Your work has always amazed me and this piece in particular made me wonder about the where and how of it. I guess that is why you are the poet, the writer.
No one else’s words move, inspire and impact me the way yours do.
I know you think that I am biased when it comes to your writing and creating---
but even you must know, that this particular Sonnet is incomparable, one of your
clearest, deepest and best.

Thank you for sharing your feelings and thoughts-- your words. Allowing
me and the countless others who grieve the imminent loss of you.
People who don’t even know you, the nameless, faceless “others” who are going through the similar tragedy of having their life cut short and the people who love them will also read your words.
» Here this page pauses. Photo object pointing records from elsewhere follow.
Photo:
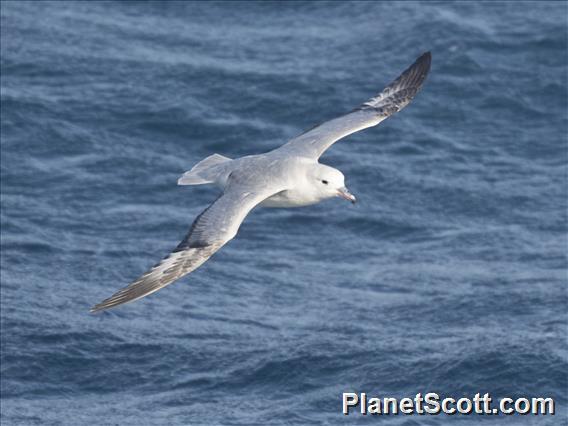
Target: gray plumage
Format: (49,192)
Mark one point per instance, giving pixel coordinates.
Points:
(289,176)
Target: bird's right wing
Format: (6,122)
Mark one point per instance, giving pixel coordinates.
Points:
(393,98)
(211,230)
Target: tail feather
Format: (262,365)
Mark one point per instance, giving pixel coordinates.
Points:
(204,171)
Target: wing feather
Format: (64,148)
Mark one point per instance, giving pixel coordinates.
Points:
(314,142)
(211,230)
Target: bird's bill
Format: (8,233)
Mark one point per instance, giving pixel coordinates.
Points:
(344,193)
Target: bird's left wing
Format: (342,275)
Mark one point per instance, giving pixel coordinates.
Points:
(393,98)
(211,230)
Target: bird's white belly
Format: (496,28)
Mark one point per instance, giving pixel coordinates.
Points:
(290,198)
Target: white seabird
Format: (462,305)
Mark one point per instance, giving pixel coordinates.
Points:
(289,176)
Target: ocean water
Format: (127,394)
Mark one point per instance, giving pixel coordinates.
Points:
(448,276)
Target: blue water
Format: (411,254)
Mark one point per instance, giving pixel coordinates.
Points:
(449,276)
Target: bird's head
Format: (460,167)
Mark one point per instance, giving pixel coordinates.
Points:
(329,182)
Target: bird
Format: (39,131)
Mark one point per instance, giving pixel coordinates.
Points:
(288,176)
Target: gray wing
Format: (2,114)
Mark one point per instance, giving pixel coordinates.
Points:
(393,98)
(211,230)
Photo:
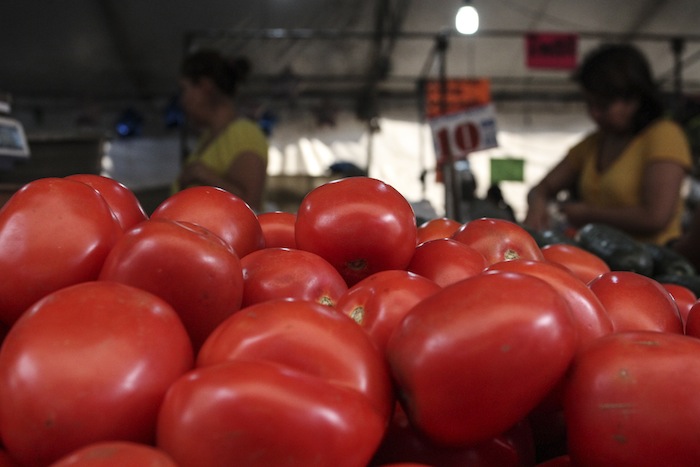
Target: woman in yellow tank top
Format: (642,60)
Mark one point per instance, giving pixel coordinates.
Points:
(627,173)
(232,150)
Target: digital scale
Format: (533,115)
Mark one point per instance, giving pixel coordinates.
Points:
(13,142)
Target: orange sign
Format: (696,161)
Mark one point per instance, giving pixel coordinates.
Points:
(459,94)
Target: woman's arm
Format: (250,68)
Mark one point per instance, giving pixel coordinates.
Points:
(245,177)
(660,193)
(562,177)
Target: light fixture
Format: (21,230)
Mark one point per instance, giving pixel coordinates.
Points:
(467,19)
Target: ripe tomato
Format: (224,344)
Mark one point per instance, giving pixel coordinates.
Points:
(582,263)
(192,269)
(588,313)
(116,454)
(219,211)
(473,359)
(53,233)
(635,302)
(87,363)
(446,261)
(684,298)
(499,240)
(278,229)
(359,224)
(632,400)
(404,445)
(123,202)
(273,273)
(262,413)
(306,336)
(441,227)
(379,302)
(692,321)
(559,461)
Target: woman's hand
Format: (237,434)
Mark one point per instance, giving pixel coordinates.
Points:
(196,173)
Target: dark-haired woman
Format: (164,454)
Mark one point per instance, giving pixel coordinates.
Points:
(232,150)
(628,173)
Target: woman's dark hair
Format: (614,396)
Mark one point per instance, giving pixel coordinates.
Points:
(225,73)
(614,71)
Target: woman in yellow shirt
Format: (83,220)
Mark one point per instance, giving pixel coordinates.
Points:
(628,173)
(232,150)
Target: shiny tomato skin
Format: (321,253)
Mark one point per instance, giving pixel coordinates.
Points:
(499,240)
(102,355)
(684,298)
(116,454)
(360,225)
(217,210)
(588,313)
(468,366)
(272,273)
(192,269)
(309,337)
(278,229)
(582,263)
(53,233)
(379,302)
(123,202)
(635,302)
(446,261)
(440,227)
(261,413)
(632,401)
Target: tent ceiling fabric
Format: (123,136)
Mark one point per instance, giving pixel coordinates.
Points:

You have created something that will be available for them to read and it will bring them comfort even as it brings them pain.
Knowing that they are not alone in their sadness and how the word and concept of “time” and loss have taken on much greater meaning.

Thank you for that. But more, I thank you for you.
I love you like I always have-- unconditionally and with infinite numbers---
Sheri
8:49 PM


wormwood said...
I come to this blog daily. eyes widened, blinking slowly. poor posture, and slowly exhaling. I should use my residual lung space.

The space between "Leave your comment" and "kydaqn" contains alot of silence and nonsense thought before the space is filled.

And it seems the space is envitably filled with nonsense drivel, mainly because I don't know what to say but have always treasured interaction with you.
8:53 PM


Lynne, I will have good wishes and hope for you and you will be in my thoughts. Yes, I am a grieving
sister, but my brother’s blog helped me through this journey, helped me to connect with others who are going through similar situations.
Leroy was also one of my brothers daily reads. It remains one of mine.
My best to you--
Sheri www.donotgogentle.blogspot.com

noone said...

Way to go Lynne! I've been doing visualization for Mom, since she finds it too difficult. Mom is very practical so anything to do with meditation or visualization just overwhelms her. She can't manage it.

Your visualization sounds wonderful. I may use that for Mom if you don't mind :) Keep doing it. I do believe it works!